Savannah’s civil rights museum is named for Ralph Mark Gilbert. Born in Jacksonville in 1899, Gilbert became pastor of the historic First African Baptist Church on Franklin Square in 1939. He also served as the president of the Savannah NAACP Chapter for 8 years (1942-1950). He remained pastor at First African Baptist for the duration of his life until his death in 1956 at the age of fifty seven. Sorrowfully, he didn’t pass away in his adopted city of Savannah but died while vacationing in New York. But during his lifetime, he was a leader who made a difference and his legacy is still felt today. More than halfway through his tenure as president of the Savannah NAACP, Gilbert’s outspoken leadership for equal rights finally led the Savannah Police Department to hire its first black officer in 1947.

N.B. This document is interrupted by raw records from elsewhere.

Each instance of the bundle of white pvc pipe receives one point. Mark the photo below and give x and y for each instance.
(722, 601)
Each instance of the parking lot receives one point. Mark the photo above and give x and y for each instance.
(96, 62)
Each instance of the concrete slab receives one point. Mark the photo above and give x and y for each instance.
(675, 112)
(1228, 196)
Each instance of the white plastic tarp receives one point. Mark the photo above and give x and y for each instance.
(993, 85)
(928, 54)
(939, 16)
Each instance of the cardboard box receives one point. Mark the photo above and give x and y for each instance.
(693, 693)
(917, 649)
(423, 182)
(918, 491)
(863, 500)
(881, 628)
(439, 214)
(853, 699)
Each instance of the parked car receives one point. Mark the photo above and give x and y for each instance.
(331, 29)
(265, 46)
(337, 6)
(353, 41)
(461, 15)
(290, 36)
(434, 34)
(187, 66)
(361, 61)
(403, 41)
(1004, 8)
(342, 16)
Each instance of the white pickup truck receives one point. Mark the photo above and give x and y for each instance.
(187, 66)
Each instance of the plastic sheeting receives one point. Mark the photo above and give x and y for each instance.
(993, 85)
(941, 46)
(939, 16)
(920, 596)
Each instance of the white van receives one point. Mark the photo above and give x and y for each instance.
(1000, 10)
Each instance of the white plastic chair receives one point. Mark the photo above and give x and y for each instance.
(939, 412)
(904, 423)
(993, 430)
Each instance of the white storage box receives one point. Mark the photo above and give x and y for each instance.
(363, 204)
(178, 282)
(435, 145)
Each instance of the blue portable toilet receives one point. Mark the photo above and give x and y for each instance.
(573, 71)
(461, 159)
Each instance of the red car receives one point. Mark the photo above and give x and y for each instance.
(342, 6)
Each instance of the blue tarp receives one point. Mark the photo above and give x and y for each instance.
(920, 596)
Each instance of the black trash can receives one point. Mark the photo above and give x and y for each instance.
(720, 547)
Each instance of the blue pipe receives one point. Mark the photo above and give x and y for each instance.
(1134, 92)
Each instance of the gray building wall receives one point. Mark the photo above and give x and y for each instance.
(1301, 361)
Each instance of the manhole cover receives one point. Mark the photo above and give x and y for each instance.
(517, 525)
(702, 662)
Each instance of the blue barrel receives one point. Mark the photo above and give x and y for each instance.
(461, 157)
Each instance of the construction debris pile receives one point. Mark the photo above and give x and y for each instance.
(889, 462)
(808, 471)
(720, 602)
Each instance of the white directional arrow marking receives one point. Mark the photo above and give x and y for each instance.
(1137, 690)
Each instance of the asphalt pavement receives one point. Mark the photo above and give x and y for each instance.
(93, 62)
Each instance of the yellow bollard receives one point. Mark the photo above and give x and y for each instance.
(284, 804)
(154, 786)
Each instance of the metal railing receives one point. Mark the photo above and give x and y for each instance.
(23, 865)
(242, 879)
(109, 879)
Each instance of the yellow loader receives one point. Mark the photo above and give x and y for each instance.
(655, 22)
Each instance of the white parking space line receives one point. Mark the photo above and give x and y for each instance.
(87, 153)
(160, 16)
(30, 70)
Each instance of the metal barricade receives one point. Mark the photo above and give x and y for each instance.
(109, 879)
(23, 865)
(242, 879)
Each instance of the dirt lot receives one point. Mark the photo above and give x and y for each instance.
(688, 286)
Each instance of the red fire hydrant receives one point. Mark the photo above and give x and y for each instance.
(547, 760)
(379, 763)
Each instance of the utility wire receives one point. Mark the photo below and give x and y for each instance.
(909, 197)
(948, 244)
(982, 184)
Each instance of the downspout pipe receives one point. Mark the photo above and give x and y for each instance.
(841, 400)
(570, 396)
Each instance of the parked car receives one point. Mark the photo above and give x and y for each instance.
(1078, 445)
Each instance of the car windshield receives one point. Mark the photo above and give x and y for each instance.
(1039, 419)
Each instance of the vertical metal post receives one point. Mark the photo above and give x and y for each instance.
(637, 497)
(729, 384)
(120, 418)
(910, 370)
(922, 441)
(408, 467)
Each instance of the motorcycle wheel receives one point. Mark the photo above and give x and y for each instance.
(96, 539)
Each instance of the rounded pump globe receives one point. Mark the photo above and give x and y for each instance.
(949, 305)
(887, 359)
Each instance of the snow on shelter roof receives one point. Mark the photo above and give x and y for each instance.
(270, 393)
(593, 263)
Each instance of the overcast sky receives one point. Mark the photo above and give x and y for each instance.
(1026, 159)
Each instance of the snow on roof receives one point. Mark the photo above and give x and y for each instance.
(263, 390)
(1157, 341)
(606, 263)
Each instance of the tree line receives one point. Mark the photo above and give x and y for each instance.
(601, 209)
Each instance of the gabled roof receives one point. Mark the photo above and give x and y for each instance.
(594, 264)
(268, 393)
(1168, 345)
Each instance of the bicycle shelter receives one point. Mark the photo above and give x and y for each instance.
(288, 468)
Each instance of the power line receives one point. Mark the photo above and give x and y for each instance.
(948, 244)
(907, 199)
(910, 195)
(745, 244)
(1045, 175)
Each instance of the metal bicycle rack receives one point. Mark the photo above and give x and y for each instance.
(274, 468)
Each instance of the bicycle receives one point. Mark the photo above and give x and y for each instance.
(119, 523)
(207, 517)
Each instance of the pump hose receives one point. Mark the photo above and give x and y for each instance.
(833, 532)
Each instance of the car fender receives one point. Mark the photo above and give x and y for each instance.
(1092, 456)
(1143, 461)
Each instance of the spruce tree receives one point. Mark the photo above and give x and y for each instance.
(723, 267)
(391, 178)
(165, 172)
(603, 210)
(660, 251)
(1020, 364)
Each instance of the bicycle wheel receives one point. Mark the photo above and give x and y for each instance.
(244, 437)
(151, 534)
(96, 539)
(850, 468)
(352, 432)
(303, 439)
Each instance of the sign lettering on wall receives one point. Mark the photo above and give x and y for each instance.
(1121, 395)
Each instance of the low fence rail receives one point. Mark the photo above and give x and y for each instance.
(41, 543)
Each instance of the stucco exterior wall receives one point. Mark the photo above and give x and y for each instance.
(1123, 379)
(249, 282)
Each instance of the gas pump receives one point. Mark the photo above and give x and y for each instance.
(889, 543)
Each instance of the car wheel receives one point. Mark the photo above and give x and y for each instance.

Beyond his influence in Savannah, Gilbert inspired black leaders in other communities in Georgia to organize. He’s credited providing the leadership that led to the creation of local chapters of the National Association for the Advancement of Colored People (NAACP) in more than three dozen other small towns and cities across the state of Georgia.
The location of the Civil Rights Museum is particularly interesting. In 1914, the five story building was erected to house the Wage Earners Savings Bank. It customer base was strictly the black community in Savannah and it became the largest black bank in the United States in the early 20th century.
An introductory video and interactive features that inspire reflection on the time from emancipation right the the struggles of the modern civil rights era will be the most interesting items in the museum, which opened in 1996. Soon it will be celebrating two decades (in 2016) of showcasing the power of hope and the possibility of change. Information is available on the non-violent demonstrations such as boycotts and sit-ins that led to social change in Savannah.
While Martin Luther King, Jr. visited Savannah during the civil rights movement, the focus of the Ralph Mark Gilbert Museum is on the local leaders who inspired black and white Savannahians to change. Hosea Williams is another name synonymous with leadership in the civil rights movement across the country spent time in Savannah learning from the great men of our community to make a difference in the world.
The Ralph Mark Gilbert Civil Rights Museum is located at 460 Martin Luther King, Jr. Boulevard.